REVIEW BUKU KELUARGA JAWA HILDRED GEERTZ

Mojokuto merupakan sebuah kecamatan yang memiliki penduduk kira-kira sebanyak 20.000 jiwa, letaknya di daerah tepi dataran persawahan dan bukit-bukit. Mojokuto menjadi pusat perdagangan, pemerintahan, dan pendidikan. Dahulu di daerah ngarai dekat kota terdapat pabrik gula yang dimiliki oleh Belanda, tetapi walaupun seperti itu tidak banyak orang Belanda yang tinggal di Mojokuto namun mampu membawa pengaruh yang besar bagi sistem ekonomi. Mojokuto terletak di pertigaan jalan raya yaitu ke arah selatan, timur, barat, dan disana teretak kerajaan Hindu-Jawa Kuno Bragang pada abad ke-13. Candi-candi disana terkadang diberi sesaji oleh masyarakat untuk para arwah yang tinggal di candi tersebut. Sampai sekarang ini Mojokuto masih menjadi pusat perdagangan dengan sebuah rel kereta api dan rel lori yang digunakan masyarakat setempat untuk melakukan aktivitas ekonomi. Selain itu terdapat pula sebuah pohon besar yang tumbuh di pertigaan Mojokuto, di bawahnya terdapat patung kecil dari batu yang menggambarkan dewa gajah Hindu, Ganesya sebagai tempat kediaman roh baureksa. Pada sudut pertigaan jalan terdapat sebidang tanah terbuka dan bangunan kecil yang dulunya merupakan tempat tinggal dan kantor Kepala Distrik Mojokuto, wedana. Disana masyarakat memiliki kekuasaan yang luas di daerahnya sendiri.

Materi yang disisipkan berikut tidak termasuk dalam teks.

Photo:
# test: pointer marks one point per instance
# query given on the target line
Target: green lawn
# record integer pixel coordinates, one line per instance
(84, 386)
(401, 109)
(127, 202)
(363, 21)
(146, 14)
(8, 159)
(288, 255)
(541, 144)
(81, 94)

Dinas pemerintahan menyerap tenaga kerja penduduk kota dan menarik penduduk desa masuk ke kota. Di sana terdapat dua belas SD tetapi penduduk kota sering mengirimkan anak-anak mereka ke kota-kota yang lebih besar untuk mendapatkan pendidikan yang lebh baik. Pusat kegiatan kota ada di pemerintahan dan pasar. Organisasi sosial dari kelompok pasar penduduk Jawa sangat rumit, mereka hanya mendapat laba yang sedikit, sedangkan industri di Mojokuto terbatas pada perusahaan kecil. Kota ini juga memiliki beraneka ragam hiburan komersial seperti bioskop, tempat pertunjukan, lokalisasi dll. Penduduk Mojokuto memiliki beranekaragam pekerjaan, mulai dari petani, karyawan hingga pegawai dan pekerjaan inilah yang menciptakan stratifikasi di dalam masyarakat Mojokuto. Golongan elite mempunyai berbagai macam organisasi, selain itu terdapat pula golongan para pedagang kaya yang mempunyai gaya hidup seperti pejabat. Adapula golongan yang lebih rendah yaitu kaum santri dan mereka yakin bahwa agama akan melindungi seseorang beserta keluarganya dari kemelaratan dan kesakitan. Mereka selalu melakukan upacara slametan untuk meminta perlindungan dan restu. Disini stratifikasi masyarakat Mojokuto sangat terlihat dan tidak bisa dipisah-pisahkan.